WASHINGTON - Job openings in the U.S. rose in March to the highest level in more than three years, a sign that employers may be looking to take on more staff as the economy grows.
The number of positions waiting to be filled increased the most since July 2008 to 3.74 million from a revised 3.57 million the prior month that was larger than previously estimated, the Labor Department said today in a statement posted on its website.
Hiring slowed and firings were little changed during March.
Improving prospects may lure more workers into the labor market and help the world’s largest economy cut into the 5 million-job deficit that remains as a result of the recession that ended in June 2009.

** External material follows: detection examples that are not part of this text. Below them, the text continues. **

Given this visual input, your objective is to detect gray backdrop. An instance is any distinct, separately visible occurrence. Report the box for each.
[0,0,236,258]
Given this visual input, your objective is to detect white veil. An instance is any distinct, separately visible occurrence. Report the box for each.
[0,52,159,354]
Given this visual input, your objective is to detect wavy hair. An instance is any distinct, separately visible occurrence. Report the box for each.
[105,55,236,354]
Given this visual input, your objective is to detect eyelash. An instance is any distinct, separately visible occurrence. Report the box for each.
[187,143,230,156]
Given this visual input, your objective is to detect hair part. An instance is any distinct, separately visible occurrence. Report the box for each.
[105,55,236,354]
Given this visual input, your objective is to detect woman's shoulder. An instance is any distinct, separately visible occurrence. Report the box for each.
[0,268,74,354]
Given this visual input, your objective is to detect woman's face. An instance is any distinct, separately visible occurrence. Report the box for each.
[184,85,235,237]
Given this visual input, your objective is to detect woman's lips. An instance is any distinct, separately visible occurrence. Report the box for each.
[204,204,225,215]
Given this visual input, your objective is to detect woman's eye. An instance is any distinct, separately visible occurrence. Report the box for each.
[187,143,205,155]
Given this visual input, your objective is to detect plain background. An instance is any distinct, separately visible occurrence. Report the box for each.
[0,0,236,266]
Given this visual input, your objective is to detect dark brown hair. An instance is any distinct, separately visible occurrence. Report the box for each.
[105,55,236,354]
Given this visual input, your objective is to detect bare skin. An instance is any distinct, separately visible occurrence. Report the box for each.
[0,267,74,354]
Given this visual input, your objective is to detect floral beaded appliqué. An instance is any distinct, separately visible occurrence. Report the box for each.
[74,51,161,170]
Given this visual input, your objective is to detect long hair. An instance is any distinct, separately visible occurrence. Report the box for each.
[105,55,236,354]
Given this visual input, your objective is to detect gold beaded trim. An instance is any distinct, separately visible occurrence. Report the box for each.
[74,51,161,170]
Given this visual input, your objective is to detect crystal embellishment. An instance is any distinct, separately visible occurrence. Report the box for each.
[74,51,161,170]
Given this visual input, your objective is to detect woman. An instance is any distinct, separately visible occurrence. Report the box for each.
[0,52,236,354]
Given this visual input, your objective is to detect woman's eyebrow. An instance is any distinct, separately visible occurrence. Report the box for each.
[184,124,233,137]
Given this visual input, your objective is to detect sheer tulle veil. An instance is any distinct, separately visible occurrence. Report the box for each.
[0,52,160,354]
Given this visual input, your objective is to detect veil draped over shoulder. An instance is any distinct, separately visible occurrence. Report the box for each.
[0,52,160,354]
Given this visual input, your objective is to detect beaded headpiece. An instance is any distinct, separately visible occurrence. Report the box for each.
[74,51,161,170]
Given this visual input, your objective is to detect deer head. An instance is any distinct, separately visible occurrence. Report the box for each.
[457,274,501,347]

Faster hiring and the accompanying wage gains are needed to sustain consumer spending, which grew in the first quarter at the fastest pace in more than a year.
“The degree of caution among employers may be abating somewhat,” Stephen Stanley, chief economist for Pierpont Securities LLC in Stamford, Connecticut, said before the report. “It’ll still be a slow grind.”
Today’s report helps shed light on the dynamics behind the monthly employment figures.
Payrolls climbed by 115,000 workers in April, the fewest in six months and less than the median forecast of economists surveyed by Bloomberg News, Labor Department figures showed on May 4.
It followed a revised 154,000 gain in March that was larger than initially estimated.